Il treno Alvia incidentato aveva come destinazione Huelva, e località come Punta Umbría, Bollullos Par del Condado, Gibraleón o Aljaraque continuano immerse nel lutto mentre reclamano spiegazioni chiare e responsabilità per quanto accaduto. In questo contesto, l’annuncio di un funerale laico promosso dall’Esecutivo centrale è stato accolto con incomprensione e rifiuto, considerandolo come un gesto politico più che come un vero atto di accompagnamento ai familiari.

La cerimonia che il Governo intendeva organizzare escludeva espressamente qualsiasi presenza di autorità religiosa, con l’obiettivo dichiarato di evitare un carattere confessionale. Tuttavia, quella decisione ha urtato frontalmente con la realtà sociale e spirituale della provincia, dove la quasi totalità dei deceduti sta essendo salutata in funerali cattolici. Per molte famiglie, un omaggio senza Dio non risulta solo insufficiente, ma profondamente offensivo in un momento di dolore estremo.

Il presidente della Junta de Andalucía, Juanma Moreno, ha confermato la sua partecipazione al funerale cattolico che si celebrerà a Huelva, mentre rimane sconosciuto se parteciperà il presidente del Governo, Pedro Sánchez, principale promotore dell’atto laico ora sospeso.
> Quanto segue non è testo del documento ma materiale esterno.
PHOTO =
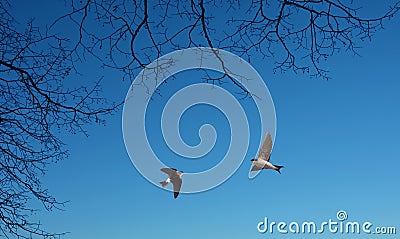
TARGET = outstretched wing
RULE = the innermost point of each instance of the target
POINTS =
(266, 148)
(256, 168)
(170, 171)
(177, 182)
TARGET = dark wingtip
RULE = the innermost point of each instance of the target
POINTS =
(176, 194)
(278, 168)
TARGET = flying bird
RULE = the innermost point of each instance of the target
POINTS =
(262, 161)
(174, 177)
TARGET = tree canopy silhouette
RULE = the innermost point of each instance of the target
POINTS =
(37, 61)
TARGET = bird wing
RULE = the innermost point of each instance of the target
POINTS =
(256, 168)
(177, 182)
(170, 171)
(266, 148)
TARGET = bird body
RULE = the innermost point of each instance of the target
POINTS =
(264, 155)
(174, 177)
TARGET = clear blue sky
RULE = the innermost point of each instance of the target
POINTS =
(339, 141)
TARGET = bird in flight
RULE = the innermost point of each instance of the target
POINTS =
(262, 160)
(174, 177)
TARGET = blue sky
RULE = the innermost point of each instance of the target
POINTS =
(338, 140)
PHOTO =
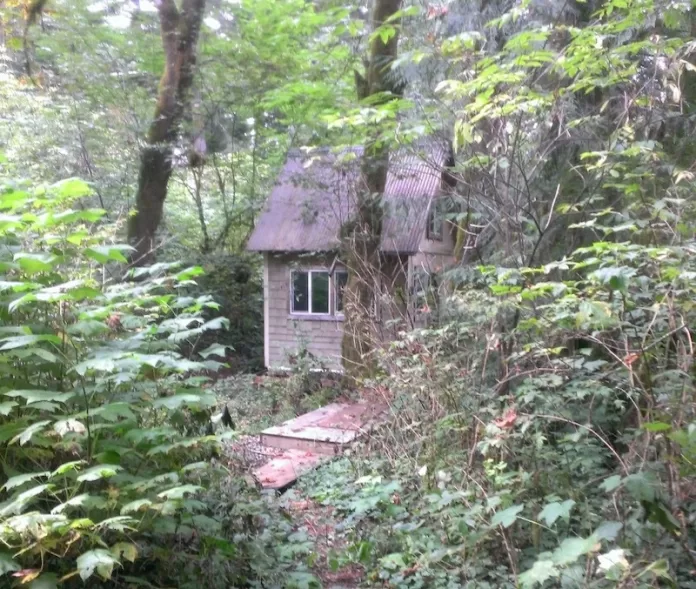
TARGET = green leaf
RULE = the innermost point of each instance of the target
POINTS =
(137, 505)
(215, 350)
(7, 406)
(99, 560)
(20, 479)
(101, 471)
(35, 263)
(573, 548)
(108, 253)
(186, 400)
(126, 550)
(41, 396)
(68, 426)
(657, 426)
(84, 501)
(71, 188)
(611, 483)
(542, 571)
(552, 511)
(7, 564)
(67, 467)
(45, 581)
(29, 432)
(608, 531)
(507, 517)
(20, 341)
(180, 492)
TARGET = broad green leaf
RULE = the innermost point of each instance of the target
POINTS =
(542, 571)
(29, 432)
(100, 364)
(68, 426)
(38, 396)
(120, 523)
(125, 550)
(71, 188)
(45, 581)
(507, 517)
(186, 400)
(180, 492)
(215, 350)
(7, 564)
(611, 483)
(19, 503)
(608, 531)
(657, 426)
(99, 560)
(137, 505)
(573, 548)
(21, 341)
(7, 406)
(67, 467)
(35, 263)
(552, 511)
(108, 253)
(85, 501)
(101, 471)
(20, 479)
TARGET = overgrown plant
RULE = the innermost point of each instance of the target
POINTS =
(101, 416)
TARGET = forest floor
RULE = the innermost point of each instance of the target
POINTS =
(255, 403)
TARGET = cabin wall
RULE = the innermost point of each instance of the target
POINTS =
(286, 334)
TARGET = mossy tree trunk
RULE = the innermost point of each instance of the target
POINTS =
(180, 29)
(361, 237)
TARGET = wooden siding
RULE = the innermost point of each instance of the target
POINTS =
(286, 334)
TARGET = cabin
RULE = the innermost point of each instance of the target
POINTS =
(298, 234)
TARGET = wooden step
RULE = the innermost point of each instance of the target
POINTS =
(285, 469)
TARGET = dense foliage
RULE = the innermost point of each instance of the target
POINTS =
(542, 434)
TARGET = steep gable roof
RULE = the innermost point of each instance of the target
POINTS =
(315, 195)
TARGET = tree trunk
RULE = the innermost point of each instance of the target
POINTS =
(180, 29)
(362, 236)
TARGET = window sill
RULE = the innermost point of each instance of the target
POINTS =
(310, 317)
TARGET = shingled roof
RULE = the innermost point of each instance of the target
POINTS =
(315, 195)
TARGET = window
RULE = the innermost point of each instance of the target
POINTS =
(435, 220)
(341, 279)
(421, 290)
(311, 292)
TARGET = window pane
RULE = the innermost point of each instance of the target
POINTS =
(435, 220)
(341, 281)
(300, 292)
(320, 292)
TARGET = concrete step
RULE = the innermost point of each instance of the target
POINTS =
(313, 438)
(326, 430)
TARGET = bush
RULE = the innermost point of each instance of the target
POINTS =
(235, 282)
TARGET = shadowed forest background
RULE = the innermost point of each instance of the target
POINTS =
(541, 428)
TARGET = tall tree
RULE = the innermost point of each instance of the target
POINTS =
(180, 28)
(361, 237)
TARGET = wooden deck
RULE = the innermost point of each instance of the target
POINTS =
(313, 438)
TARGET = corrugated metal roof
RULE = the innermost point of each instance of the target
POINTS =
(315, 195)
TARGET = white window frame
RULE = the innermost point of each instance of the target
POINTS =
(435, 212)
(342, 312)
(309, 272)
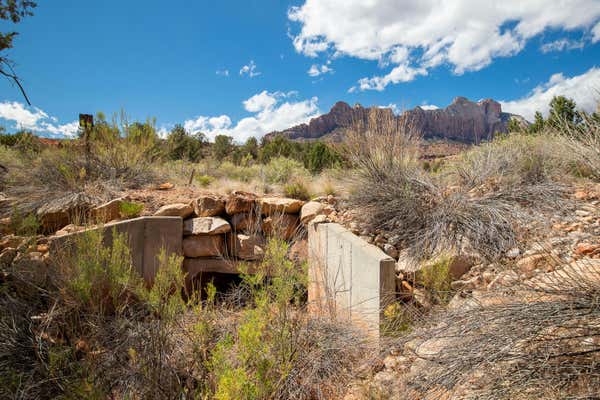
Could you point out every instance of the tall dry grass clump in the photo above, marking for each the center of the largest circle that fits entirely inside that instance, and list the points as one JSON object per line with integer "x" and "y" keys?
{"x": 473, "y": 205}
{"x": 536, "y": 340}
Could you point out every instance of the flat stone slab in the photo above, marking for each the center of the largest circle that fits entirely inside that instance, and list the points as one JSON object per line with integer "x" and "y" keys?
{"x": 349, "y": 276}
{"x": 205, "y": 226}
{"x": 147, "y": 236}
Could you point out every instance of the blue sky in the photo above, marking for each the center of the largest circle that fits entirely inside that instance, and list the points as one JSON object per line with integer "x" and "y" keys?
{"x": 248, "y": 67}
L’assenza di un gesto chiaro di vicinanza da parte dell’Esecutivo centrale non ha fatto altro che aumentare la sensazione di abbandono tra i familiari.
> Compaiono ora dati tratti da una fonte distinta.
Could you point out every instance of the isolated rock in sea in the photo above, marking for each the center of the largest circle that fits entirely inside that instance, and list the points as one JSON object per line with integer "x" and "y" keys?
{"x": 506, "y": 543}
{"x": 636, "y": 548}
Nel frattempo, il dolore delle famiglie si mescola a una crescente indignazione verso autorità che percepiscono più preoccupate di imporre un racconto ideologico che di rispettare la fede e la tradizione di chi ha perso i propri cari. «A Huelva non si può fare un funerale laico. Qui i malati sono nelle mani della Vergine», affermava questa settimana la sorella di una delle vittime in un’intervista televisiva, riflettendo un sentimento ampiamente condiviso. In parole ancora più chiare, «un funerale laico a Huelva non ci sta; ci sta un funerale cristiano».
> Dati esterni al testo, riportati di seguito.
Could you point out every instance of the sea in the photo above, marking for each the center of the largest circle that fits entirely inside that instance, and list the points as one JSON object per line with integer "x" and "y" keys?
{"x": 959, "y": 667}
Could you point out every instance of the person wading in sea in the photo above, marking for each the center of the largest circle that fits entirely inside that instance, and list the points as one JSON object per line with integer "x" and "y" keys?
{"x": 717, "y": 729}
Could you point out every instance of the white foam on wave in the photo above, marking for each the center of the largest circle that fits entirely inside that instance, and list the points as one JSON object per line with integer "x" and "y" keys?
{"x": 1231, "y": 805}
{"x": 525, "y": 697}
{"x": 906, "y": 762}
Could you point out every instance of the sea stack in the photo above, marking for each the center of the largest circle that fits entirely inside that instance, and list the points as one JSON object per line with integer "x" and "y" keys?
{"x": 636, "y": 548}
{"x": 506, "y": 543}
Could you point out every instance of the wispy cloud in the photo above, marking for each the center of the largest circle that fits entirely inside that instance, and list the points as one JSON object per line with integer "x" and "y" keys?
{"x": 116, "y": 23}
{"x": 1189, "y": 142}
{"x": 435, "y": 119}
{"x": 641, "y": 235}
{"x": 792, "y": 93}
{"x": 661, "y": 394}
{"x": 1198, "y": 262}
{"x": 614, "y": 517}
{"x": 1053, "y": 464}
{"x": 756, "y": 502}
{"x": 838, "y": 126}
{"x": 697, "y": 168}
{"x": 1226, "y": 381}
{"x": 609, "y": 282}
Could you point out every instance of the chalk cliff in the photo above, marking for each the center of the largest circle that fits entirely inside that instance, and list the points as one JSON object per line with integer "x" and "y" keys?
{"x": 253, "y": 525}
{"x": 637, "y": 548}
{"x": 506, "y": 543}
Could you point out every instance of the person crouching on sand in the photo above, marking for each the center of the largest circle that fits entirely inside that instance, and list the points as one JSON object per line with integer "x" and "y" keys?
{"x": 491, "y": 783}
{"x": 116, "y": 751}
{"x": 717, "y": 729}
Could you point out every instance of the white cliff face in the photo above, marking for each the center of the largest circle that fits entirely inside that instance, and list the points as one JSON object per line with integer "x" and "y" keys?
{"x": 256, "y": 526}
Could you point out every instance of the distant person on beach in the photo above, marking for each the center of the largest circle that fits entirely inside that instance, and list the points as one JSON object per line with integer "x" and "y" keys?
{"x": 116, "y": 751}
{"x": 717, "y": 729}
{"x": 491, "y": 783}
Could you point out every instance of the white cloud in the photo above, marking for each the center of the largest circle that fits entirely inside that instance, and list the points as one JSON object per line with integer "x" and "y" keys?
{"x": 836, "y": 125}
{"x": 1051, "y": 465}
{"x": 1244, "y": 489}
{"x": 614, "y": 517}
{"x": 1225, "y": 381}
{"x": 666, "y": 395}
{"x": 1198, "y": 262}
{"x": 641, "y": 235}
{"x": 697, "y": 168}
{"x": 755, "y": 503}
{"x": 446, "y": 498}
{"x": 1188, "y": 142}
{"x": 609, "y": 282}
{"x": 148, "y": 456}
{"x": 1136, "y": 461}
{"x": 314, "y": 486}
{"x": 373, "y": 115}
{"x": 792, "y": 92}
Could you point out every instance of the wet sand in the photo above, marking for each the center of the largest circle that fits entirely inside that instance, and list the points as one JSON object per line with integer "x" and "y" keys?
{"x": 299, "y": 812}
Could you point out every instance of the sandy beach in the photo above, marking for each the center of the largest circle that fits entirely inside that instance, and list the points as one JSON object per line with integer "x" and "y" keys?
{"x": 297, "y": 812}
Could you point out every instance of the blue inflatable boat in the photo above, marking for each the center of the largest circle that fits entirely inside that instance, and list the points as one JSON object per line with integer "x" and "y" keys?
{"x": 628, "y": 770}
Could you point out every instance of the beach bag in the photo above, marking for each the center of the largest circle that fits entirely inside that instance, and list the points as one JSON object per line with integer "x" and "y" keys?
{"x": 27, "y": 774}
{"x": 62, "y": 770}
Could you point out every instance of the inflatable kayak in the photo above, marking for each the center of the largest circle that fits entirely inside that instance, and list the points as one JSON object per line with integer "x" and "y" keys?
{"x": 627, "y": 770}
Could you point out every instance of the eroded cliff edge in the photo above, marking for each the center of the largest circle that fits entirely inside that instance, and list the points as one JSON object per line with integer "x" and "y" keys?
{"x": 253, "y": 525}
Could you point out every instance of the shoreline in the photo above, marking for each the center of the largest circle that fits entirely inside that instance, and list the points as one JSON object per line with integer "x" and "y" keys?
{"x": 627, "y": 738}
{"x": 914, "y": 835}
Il clima nella provincia è di tensione contenuta, ma le testimonianze raccolte dai media indicano che la pazienza si sta esaurendo. Il tentativo del Governo di trasformare il lutto in un atto simbolico della sua agenda secularista è finito in fallimento, rivelando una volta di più la distanza tra il potere politico e la Spagna reale che continua a seppellire i suoi morti guardando al cielo.

Resta ora da vedere qual sarà l’atteggiamento della Casa Real, molto a suo agio negli ultimi tempi nel partecipare o avallare cerimonie di estetica laicista e cenni simbolici propri di una secularizzazione militante che molti spagnoli identificano ormai senza ambiguità con rituali massonici del potere. La sospensione dell’omaggio governativo pone la Corona davanti a un dilemma scomodo: persistere in una neutralità che, nella pratica, è percepita come allineamento con l’agenda ideologica dell’Esecutivo, o ascoltare un popolo che, in mezzo al dolore, continua a esprimere con chiarezza che il suo conforto e la sua speranza non si comprendono senza la fede.